I recently read the article “What I learned getting acquired by Google” by Shreyans Bhansali. Shreyans wrote

On the other hand there was the discovery that most Search improvements are manually reviewed by engineers through ‘side-by-side’ comparisons between old and new results…on spreadsheets!

The above quote reminded of how hard, and often understated, quality assurance (QA) in AI/ML systems is. Each change to a model needs to be validated, and validation is hard and cumbersome. Also, the fact that models can have a freshness does not help - that means that quality assurance must be done continuously and treated as a service level.

To make my case, I thought I could share a tale about a classification system I used to work on a bit.

A tale Link to heading

At a former employer we had a system that categorized a stream of financial transactions using ML. For example, “MacDonald’s” was categorized as “Restaurant”, and “H&M” was categorized as “Clothing”, etc. If we were uncertain, we set the category “Uncategorized”. The users could adjust incorrectly categorized transactions if they were wrong. Our goal was to measure the accuracy of how well these categories were applied by the ML model.

Was this category (in)correct?

Initially, we considered to ask for explicit feedback (“Was this category correct?”) from the user in the UI. However, we concluded that we did not want to make our UX bloated. We asked ourselves, can we somehow figure out whether our classification is accurate without changing our UX?

Our first iteration was a service level based on the ratio between the “number of manual corrections” and “total categorizations”. This did not work very well for two big reasons: Partially because it varied immensely between users and how eager they were to adjust incorrectly categorized data or not. But mostly because a lot of users were only adjusting the categories when they had bought something different in a store; ie. buying “makeup” from “H&M” instead of “Clothing”. This made our numbers look much worse than they were! We did not get any positive feedback on the correct classifications.

Our next take was to not categorize 1% of all financial transactions to force our users to set the correct category. When they did set it, we compared what they set against what our model would have guessed. Our service level was defined as the “number of adjustments that matched our ML model’s guess” divided by the “total number of adjustments”.

Randomly not categorising 1% of all financial transactions was a good idea! But it turned out to have a surprising backlash from users; They perceived our classification as accuracy having become significantly worse:

“Why are you unable to categorize ‘McDonalds’?? C’mon, I expect better from your product!

It turns out, we were not classifying some of the things we were certain about. Could we do better?

We were lucky that our ML could spit out a certainty measure for our classification between [0,1]. We started using the probability of skipping categorizing a transaction based on the inverse of that certainty. That meant “McDonald’s”, having a high certainty, was rarely skipped anymore. Good!
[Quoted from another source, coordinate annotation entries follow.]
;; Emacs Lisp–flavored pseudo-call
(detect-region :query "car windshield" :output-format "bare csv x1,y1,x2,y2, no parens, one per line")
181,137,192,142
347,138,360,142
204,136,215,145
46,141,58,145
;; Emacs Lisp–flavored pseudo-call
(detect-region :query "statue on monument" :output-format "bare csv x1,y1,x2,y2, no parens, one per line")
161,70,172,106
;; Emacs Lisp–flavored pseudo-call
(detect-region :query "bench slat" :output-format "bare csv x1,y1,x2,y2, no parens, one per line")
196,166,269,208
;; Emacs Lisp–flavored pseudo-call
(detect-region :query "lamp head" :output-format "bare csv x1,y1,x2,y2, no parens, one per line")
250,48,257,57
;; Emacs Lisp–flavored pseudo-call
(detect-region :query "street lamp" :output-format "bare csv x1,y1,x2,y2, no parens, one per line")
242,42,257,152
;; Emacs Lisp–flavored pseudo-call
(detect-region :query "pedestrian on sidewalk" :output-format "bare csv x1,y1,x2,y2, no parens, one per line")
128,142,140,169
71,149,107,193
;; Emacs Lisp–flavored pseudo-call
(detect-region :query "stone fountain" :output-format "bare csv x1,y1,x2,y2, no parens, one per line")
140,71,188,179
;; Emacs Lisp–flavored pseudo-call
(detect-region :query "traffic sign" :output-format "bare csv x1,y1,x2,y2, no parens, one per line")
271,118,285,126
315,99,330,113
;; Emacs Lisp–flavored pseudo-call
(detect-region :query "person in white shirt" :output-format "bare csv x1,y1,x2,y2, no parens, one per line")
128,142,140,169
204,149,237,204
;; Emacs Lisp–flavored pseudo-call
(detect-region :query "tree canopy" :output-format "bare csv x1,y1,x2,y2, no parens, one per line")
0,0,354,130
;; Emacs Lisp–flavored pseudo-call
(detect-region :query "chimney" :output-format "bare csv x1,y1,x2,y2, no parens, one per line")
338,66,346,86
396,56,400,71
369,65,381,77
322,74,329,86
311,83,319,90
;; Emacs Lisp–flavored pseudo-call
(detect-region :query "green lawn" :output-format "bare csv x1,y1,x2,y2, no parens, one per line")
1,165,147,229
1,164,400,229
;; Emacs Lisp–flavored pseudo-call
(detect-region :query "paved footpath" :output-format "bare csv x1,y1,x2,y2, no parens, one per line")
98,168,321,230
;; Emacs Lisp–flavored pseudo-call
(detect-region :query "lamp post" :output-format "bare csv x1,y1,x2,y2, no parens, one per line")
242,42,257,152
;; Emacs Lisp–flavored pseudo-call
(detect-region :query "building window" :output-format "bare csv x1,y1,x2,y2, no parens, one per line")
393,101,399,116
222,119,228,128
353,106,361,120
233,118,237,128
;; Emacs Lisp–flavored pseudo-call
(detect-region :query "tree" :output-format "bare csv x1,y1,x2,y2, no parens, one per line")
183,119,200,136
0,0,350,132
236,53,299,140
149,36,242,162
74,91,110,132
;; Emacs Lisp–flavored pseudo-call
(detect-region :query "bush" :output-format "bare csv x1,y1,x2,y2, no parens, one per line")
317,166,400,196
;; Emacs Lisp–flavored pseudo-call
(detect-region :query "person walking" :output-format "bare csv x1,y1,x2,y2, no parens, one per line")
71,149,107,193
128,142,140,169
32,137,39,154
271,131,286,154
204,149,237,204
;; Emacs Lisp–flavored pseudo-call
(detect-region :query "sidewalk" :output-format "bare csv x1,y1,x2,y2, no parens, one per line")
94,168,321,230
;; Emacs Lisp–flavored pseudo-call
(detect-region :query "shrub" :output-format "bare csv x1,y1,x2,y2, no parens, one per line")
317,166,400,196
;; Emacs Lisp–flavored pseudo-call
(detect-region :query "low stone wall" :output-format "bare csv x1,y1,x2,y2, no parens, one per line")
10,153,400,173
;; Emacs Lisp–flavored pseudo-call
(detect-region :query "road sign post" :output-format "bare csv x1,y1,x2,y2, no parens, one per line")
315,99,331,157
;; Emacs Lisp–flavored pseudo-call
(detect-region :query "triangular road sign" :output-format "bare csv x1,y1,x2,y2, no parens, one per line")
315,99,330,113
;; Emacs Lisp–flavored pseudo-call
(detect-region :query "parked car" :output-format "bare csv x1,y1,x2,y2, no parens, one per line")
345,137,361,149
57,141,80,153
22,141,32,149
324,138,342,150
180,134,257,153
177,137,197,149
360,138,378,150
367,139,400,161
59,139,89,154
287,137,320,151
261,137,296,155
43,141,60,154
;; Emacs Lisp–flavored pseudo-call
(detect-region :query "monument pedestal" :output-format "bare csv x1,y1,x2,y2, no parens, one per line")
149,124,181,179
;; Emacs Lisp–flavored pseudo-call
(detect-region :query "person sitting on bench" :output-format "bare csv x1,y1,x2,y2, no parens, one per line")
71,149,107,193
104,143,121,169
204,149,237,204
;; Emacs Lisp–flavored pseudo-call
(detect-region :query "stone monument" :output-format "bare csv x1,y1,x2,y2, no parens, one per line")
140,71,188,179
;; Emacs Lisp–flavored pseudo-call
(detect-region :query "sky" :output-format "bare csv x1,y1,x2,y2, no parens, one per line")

Instead of certainty, the inverse frequency could have been a different factor to use to avoid common descriptions being randomly skipped. As far as I know, we never pursued that approach.

Through a series of events, our business pivoted and started having customers using our classification API and presenting the result in a UI of their own. Since the customers could not always adjust incorrect categories in the UI, we had to resort to manual quality assurance instead where people would sit and verify that categories were correctly identified. This also made it hard for us to treat ML accuracy as a service level. We instead had to do more quality assurance before release time. Unfortunately that lead to longer iteration cycles for new models, but at least we knew we could trust the data fairly well.

On the topic of unit tests Link to heading

We did have unit tests in place for the descriptions of common financial transactions. And we were, over time, building up a suite of common descriptions and what they were supposed to match. However, there were a few problems with this:

  • The freshness I mentioned at the beginning of this post was a problem; Unit tests grew old. “Grand Daddy’s house” was once a pizza in one part of Sweden and a clothing store in another part of Sweden a couple of years later. We had to update our unit tests.
  • We ended up having different models for different countries/regions. Having unit tests for all of them didn’t scale. Plus, we did not know common merchants in all the regions - our company was mostly based out of Sweden.
  • The whole idea with the ML model was that it was supposed to scale and us not doing all the manual classification!

In conclusion Link to heading

Measuring AI/ML model quality takes a lot of creativity bordering SRE practises (such as service levels, release strategies) and UX aspects - and there can be some fun surprises along the way. :) Sometimes, manual QA through something like Amazon’s Mechanical Turk is the easiest way to go about it, but if you can somehow build in feedback mechanisms through your UX that is usually much better to continuously measure service quality.

The customer is always right. Manual quality assurance will never be as accurate as the one from customers, but it might be good enough.